L’«économisation» de la recherche scientifique

Le Conseil suisse de la science et de l’innovation (l’organe consultatif du Conseil fédéral en la matière) a publié une intéressante étude sur les constellations d’acteurs du système suisse de la formation, de la recherche et de l’innovation. Cette étude dénonce l’«économisation» des logiques imposées à la formation et à la recherche au sein des hautes écoles suisses, qui sont désormais censées «produire une valeur financière rapidement exploitable sur le marché» (page 33).

Depuis les années 1990, les enseignants–chercheurs dans les universités suisses (comme dans bien d’autres pays occidentaux) sont soumis aux mécanismes de la concurrence par un système qui fait «de l’efficience mesurable le critère déterminant» (ibid.) pour leur propre carrière. «Des instruments non scientifiques sont censés créer des incitations à la performance scientifique» (ibid.). Les dynamiques de recherche que ce système a créées et entretient comportent, entre autres, «la “projectivisation”, c’est-à-dire le morcellement de la recherche en problèmes et réponses étroitement limités dans le temps, cernables et évaluables. Cette logique de concurrence étrangère à la science favorise les encouragements sur le court terme ainsi qu’un élargissement purement quantitatif de la recherche» (ibid.).

En clair, les enseignants–chercheurs sont amenés à négliger de plus en plus leurs activités d’enseignement et d’encadrement des travaux d’étudiants, pour se consacrer de manière acharnée à la concurrence en matière de recherche, selon les critères quantitatifs instaurés par la pensée dominante (proche des acteurs économiques prépondérants).

Dans le domaine des «sciences économiques», notamment, les places de professeur mises au concours sont occupées, de manière exclusive désormais, par les candidats ayant publié des papiers dans les revues scientifiques classées comme étant les meilleures par les tenants de la pensée dominante (de matrice néolibérale). La «concurrence» ne joue, désormais, qu’au sein de cette école de pensée, étant donné que toute autre conception paradigmatique de l’analyse économique est ignorée, du fait que ses adeptes sont exclus des «meilleures revues» établies à partir des classements retenus pour accéder à un poste de professeur universitaire. Les principes essentiels régissant l’université – un lieu où la liberté de recherche, la dialectique scientifique, l’originalité et l'esprit critique étaient encouragés pour contribuer au bien commun – sont ainsi bafoués pour être remplacés par le conformisme et le caractère autoréférentiel des travaux de recherche visant la carrière de leurs auteurs avant tout.

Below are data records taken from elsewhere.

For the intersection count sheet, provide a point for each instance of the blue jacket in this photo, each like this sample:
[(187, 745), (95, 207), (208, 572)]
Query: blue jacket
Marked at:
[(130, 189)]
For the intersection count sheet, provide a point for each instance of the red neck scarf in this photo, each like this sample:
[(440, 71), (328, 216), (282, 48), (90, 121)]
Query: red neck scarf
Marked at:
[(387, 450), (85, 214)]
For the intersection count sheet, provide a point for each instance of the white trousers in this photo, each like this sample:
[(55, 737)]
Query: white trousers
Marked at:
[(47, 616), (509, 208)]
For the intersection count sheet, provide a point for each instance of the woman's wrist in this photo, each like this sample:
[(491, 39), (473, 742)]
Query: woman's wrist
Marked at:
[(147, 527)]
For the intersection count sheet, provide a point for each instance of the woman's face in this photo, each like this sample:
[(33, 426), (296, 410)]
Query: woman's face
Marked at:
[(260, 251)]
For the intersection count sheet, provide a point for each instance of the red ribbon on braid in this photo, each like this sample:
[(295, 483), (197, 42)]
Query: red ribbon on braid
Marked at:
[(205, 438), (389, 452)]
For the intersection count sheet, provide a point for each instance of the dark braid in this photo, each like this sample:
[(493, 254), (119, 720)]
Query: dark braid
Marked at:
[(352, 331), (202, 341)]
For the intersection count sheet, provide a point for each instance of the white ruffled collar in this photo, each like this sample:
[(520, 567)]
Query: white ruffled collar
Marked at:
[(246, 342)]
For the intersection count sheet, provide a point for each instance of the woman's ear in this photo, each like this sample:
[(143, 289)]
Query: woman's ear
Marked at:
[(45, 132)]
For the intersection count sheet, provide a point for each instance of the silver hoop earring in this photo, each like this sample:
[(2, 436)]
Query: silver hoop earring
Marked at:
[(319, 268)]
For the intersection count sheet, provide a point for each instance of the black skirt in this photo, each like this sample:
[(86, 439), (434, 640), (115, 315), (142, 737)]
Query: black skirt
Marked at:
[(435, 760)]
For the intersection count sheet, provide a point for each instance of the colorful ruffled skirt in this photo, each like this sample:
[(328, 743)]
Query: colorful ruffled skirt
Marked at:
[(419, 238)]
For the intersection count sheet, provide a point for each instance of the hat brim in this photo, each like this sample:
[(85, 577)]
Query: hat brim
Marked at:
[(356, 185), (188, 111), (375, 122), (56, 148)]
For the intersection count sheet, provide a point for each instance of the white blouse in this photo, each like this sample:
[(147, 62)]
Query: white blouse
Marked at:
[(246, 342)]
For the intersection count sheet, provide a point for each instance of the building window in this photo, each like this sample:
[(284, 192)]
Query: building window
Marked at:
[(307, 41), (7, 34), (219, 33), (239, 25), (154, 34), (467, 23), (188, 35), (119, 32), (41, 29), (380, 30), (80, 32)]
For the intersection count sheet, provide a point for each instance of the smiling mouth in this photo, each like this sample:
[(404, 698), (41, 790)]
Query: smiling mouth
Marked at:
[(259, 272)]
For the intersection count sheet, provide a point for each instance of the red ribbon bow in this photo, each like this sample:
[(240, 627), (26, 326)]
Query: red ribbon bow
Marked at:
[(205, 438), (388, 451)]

Pour rompre le cercle vicieux établi par cette pensée autoréférentielle, il faudra une crise encore plus grave que celle qui a secoué le monde occidental après la mise en faillite de Lehman Brothers aux États-Unis. Contrairement à la crise des années 1930, qui avait été suivie par un changement radical du paradigme économique dominant, de nos jours le néolibéralisme à l’origine de la crise éclatée en 2008 au plan global n’est en réalité aucunement remis en question par celles et ceux qui, d’un côté ou de l’autre de l’Océan Atlantique, ont des responsabilités politiques de premier plan. Il n’est dès lors pas erroné d’imaginer que l’économie globale se trouve dans une «stagnation séculaire» qui ne fait que commencer.

Sergio Rossi

Sergio Rossi est professeur ordinaire à l’Université de Fribourg, où il dirige la Chaire de macroéconomie et d’économie monétaire, et Senior Research Associate à l’International Economic Policy Institute de la Laurentian University au Canada.